Their demand for air time means the TV networks like NBC, CBS and Fox are able to charge marketers higher and higher prices for TV spots, peaking with Sunday’s Super Bowl contest pitting the New England Patriots against the Philadelphia Eagles before an expected TV audience of more than 110 million.
NFL ratings dipped 8 percent in 2016, partly because the presidential election that year was just as entertaining to some football fans. Even so, the cost of a 30-second NFL ad rose 1.2 percent to $505,000 in 2017, according to Standard Media Index, which tracks ad prices. In the 2017 season, ratings tumbled an additional 10 percent.
The gap for the big championship game is even more stark. The audience for the Super Bowl has declined about 3 percent since 2015, while ad prices are up about 15 percent since then to more than $5 million for a single spot this year, according to Kantar Media.
One factor aiding football broadcasters is that marketers still see TV as a safer environment than the internet, even if more and more viewers are trading in scheduled programming for YouTube, said James Fennessy, chief executive officer of Standard Media Index.

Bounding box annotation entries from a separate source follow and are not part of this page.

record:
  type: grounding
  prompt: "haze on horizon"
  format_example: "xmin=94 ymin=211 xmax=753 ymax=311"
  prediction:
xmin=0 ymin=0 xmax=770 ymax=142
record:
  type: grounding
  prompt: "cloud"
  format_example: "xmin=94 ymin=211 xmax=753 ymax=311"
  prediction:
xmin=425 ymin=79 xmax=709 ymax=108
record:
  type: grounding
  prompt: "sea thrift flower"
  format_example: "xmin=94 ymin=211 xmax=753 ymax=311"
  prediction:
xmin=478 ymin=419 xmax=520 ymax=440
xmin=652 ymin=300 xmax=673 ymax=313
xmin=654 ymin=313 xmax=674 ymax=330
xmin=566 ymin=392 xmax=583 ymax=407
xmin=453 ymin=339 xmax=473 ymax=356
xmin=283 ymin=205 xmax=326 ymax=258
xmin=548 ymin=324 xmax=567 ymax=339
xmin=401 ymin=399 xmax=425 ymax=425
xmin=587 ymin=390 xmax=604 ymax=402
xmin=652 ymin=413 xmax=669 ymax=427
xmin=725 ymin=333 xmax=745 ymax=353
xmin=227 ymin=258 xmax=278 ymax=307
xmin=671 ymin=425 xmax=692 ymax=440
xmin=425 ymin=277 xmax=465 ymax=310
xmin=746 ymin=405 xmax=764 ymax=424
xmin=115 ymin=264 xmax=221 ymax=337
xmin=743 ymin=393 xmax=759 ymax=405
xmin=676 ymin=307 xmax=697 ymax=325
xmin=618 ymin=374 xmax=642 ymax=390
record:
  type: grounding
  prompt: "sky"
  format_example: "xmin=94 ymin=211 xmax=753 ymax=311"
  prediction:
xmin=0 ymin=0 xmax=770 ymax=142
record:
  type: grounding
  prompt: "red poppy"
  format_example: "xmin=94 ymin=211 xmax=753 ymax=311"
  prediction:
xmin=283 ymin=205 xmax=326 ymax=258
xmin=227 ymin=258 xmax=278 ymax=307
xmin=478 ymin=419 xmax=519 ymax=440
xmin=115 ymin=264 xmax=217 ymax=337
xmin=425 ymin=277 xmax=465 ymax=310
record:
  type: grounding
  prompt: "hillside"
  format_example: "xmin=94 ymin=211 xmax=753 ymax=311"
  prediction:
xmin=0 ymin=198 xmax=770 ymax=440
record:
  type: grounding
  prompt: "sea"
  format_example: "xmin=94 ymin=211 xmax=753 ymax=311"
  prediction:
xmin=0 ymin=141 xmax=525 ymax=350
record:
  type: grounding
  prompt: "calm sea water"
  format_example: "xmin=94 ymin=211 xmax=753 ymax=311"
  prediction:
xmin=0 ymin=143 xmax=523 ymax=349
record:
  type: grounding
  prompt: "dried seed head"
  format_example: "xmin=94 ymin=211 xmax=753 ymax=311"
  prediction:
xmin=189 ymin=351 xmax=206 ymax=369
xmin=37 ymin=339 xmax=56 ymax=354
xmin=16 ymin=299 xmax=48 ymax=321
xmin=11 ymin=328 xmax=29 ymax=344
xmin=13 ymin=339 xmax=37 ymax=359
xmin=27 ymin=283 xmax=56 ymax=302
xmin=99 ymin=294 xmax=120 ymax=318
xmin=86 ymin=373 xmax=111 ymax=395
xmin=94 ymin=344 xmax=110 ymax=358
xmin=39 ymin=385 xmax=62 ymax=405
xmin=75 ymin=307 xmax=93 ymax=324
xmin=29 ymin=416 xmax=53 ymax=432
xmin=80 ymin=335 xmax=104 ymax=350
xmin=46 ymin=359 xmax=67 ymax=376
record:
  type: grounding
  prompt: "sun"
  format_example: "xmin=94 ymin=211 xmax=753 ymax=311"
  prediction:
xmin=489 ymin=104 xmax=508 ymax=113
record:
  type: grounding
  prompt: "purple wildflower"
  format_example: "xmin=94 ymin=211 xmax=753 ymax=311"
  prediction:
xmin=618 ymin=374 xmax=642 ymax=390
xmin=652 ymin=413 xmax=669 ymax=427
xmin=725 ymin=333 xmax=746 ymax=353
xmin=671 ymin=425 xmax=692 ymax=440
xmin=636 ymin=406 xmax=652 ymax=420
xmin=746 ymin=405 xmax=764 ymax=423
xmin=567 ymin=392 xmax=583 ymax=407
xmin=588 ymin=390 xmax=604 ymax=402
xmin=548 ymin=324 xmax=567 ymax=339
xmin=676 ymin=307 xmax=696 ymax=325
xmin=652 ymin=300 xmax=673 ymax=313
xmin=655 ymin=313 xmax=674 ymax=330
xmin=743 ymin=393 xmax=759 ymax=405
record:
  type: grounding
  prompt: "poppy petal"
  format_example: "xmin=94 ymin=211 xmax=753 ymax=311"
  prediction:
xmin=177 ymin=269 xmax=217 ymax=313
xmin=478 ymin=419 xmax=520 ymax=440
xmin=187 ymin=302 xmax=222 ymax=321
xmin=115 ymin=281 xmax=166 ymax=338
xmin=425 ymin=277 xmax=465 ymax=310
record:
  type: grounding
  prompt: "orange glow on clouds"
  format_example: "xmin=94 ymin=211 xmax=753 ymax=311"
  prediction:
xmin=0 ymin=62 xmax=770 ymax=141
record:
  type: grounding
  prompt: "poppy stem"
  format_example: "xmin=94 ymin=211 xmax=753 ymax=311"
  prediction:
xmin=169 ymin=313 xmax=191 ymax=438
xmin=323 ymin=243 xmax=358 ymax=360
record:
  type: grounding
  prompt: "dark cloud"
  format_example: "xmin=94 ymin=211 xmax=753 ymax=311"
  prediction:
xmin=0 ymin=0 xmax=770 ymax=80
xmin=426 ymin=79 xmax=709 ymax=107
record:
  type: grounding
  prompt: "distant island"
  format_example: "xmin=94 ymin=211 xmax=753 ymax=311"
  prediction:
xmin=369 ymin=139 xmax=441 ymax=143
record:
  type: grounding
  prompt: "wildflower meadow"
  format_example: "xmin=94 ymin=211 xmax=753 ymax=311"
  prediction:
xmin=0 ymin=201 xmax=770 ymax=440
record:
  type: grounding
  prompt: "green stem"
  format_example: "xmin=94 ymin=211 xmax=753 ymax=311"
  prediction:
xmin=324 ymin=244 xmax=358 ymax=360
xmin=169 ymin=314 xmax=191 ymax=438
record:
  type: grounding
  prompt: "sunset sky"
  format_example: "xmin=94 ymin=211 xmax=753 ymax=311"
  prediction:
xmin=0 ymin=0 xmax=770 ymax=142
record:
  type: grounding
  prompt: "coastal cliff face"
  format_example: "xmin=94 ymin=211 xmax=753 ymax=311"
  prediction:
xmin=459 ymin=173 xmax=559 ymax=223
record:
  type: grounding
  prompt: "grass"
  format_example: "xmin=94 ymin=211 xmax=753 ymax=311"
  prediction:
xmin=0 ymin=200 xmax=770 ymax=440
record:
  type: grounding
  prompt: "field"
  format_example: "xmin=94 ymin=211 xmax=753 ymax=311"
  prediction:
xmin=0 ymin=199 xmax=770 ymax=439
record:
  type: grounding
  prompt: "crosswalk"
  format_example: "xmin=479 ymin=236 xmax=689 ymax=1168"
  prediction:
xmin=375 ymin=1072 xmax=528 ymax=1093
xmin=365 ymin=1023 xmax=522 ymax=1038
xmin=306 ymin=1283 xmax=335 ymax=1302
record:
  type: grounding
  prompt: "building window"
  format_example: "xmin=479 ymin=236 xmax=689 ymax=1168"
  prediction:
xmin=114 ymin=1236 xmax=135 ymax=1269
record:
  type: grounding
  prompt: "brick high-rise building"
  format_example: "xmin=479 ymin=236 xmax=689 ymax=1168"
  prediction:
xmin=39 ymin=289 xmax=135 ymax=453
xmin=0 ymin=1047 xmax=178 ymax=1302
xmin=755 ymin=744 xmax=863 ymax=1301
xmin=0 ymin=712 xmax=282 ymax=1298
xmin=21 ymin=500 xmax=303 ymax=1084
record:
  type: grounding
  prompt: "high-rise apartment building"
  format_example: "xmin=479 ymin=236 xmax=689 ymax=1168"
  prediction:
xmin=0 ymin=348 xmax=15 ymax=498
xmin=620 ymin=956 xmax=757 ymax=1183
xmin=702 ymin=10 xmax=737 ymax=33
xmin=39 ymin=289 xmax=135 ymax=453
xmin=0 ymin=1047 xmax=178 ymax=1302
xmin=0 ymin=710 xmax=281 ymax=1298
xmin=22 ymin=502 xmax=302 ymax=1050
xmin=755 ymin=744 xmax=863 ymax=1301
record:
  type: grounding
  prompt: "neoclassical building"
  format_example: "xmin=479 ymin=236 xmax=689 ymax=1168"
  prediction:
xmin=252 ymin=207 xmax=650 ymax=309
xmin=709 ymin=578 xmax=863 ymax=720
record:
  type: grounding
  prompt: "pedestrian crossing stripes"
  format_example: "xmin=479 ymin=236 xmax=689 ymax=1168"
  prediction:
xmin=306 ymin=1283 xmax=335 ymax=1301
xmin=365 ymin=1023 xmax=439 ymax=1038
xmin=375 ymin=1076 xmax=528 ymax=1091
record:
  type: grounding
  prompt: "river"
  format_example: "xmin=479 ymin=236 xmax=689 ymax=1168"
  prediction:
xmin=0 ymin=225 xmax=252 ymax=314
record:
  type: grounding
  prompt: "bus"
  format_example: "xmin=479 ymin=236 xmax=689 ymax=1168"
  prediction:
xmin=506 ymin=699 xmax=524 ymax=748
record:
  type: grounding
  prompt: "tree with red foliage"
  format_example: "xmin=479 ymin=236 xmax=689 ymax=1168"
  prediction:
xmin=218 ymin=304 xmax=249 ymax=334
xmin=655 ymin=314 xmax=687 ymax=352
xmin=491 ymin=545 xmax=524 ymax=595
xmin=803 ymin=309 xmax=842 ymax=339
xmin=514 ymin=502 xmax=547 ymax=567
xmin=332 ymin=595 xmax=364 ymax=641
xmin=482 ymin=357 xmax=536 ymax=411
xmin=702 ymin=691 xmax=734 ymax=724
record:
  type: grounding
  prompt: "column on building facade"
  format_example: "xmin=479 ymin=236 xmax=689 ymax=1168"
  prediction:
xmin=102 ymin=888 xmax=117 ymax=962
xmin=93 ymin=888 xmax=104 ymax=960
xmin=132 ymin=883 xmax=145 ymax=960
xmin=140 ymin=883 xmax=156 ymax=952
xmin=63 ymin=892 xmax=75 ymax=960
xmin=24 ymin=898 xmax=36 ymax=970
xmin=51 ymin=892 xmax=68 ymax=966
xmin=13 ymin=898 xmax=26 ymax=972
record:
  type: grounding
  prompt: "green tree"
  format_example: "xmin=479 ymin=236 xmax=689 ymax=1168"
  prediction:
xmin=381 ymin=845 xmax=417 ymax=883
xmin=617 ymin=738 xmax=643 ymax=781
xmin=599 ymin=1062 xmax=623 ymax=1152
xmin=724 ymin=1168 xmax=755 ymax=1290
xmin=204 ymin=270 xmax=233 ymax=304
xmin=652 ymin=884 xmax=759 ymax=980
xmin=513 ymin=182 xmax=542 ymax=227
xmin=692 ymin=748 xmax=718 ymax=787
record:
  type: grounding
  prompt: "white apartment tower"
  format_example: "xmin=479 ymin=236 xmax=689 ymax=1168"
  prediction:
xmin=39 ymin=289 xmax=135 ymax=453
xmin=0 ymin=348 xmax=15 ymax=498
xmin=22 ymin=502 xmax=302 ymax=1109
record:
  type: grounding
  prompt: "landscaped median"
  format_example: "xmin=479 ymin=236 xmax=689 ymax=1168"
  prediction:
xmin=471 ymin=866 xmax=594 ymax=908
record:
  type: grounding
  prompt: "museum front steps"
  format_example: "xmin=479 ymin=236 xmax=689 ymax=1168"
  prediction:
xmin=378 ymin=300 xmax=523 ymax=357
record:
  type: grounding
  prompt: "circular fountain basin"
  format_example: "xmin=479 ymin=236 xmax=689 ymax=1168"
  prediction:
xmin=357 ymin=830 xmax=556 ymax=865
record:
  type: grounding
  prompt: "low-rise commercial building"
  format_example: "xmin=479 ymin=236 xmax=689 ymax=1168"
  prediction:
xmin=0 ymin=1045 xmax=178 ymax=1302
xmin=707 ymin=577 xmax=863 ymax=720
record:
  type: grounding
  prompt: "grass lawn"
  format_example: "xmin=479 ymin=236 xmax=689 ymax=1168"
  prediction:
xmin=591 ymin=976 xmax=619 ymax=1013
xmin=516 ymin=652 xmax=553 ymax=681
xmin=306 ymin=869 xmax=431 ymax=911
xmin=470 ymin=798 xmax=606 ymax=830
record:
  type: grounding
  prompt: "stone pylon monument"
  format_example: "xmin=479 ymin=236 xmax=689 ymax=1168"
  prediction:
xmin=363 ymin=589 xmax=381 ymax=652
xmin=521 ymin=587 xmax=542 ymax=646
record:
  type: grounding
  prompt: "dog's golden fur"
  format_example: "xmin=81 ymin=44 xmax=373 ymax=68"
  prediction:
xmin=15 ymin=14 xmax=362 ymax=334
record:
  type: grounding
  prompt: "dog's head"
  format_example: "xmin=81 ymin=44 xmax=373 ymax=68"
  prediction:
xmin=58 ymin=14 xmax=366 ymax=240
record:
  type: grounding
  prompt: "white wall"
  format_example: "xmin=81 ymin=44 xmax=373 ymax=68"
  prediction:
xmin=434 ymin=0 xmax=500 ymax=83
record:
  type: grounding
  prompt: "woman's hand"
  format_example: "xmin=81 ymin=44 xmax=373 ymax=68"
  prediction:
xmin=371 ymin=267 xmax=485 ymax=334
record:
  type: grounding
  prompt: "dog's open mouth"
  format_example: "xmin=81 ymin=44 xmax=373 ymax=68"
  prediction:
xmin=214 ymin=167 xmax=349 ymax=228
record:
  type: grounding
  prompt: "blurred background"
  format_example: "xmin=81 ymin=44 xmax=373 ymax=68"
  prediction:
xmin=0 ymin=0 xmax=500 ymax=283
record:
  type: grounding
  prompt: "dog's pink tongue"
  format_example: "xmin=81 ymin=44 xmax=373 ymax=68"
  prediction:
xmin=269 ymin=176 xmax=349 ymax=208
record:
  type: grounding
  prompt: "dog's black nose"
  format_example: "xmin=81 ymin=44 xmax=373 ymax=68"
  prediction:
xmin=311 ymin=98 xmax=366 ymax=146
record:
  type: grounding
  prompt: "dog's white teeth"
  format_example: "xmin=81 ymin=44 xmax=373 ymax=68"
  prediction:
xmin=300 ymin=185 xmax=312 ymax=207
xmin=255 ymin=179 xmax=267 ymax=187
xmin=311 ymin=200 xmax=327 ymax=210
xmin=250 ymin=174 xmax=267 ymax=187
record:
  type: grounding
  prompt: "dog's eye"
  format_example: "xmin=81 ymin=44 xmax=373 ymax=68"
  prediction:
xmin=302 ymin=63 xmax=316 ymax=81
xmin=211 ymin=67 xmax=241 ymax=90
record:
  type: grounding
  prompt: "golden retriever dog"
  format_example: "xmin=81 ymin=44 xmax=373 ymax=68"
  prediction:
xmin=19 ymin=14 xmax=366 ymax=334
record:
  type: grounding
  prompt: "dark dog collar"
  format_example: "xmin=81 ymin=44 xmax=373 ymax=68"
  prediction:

“At some point there’s got to be a reckoning,” Fennessy said in an interview, though he adds, “People were saying that five or six years ago.”
This time around, there are more ominous signs of trouble. While advertising rates rose, total ad spending during regular NFL games declined 1.2 percent in the 2017 season, following two years of increases. Lower audience ratings meant networks such as CBS and Fox had to offer more “make goods,” free air time that marketers get when shows don’t deliver the viewers they’re promised.
Dave Campanelli, an ad buyer at Horizon Media, whose clients include insurer Geico Corp. and wireless carrier Sprint Corp., says the ratings put networks in an “even weaker position” that advertisers will try to exploit when they negotiate rates for next season.
“Until the past two seasons, NFL ratings trends had been fairly benign,” said Michael Nathanson, an analyst at MoffettNathanson LLC. “However, it’s evident that the tide has turned. Last year’s declines no longer look like anomalies.”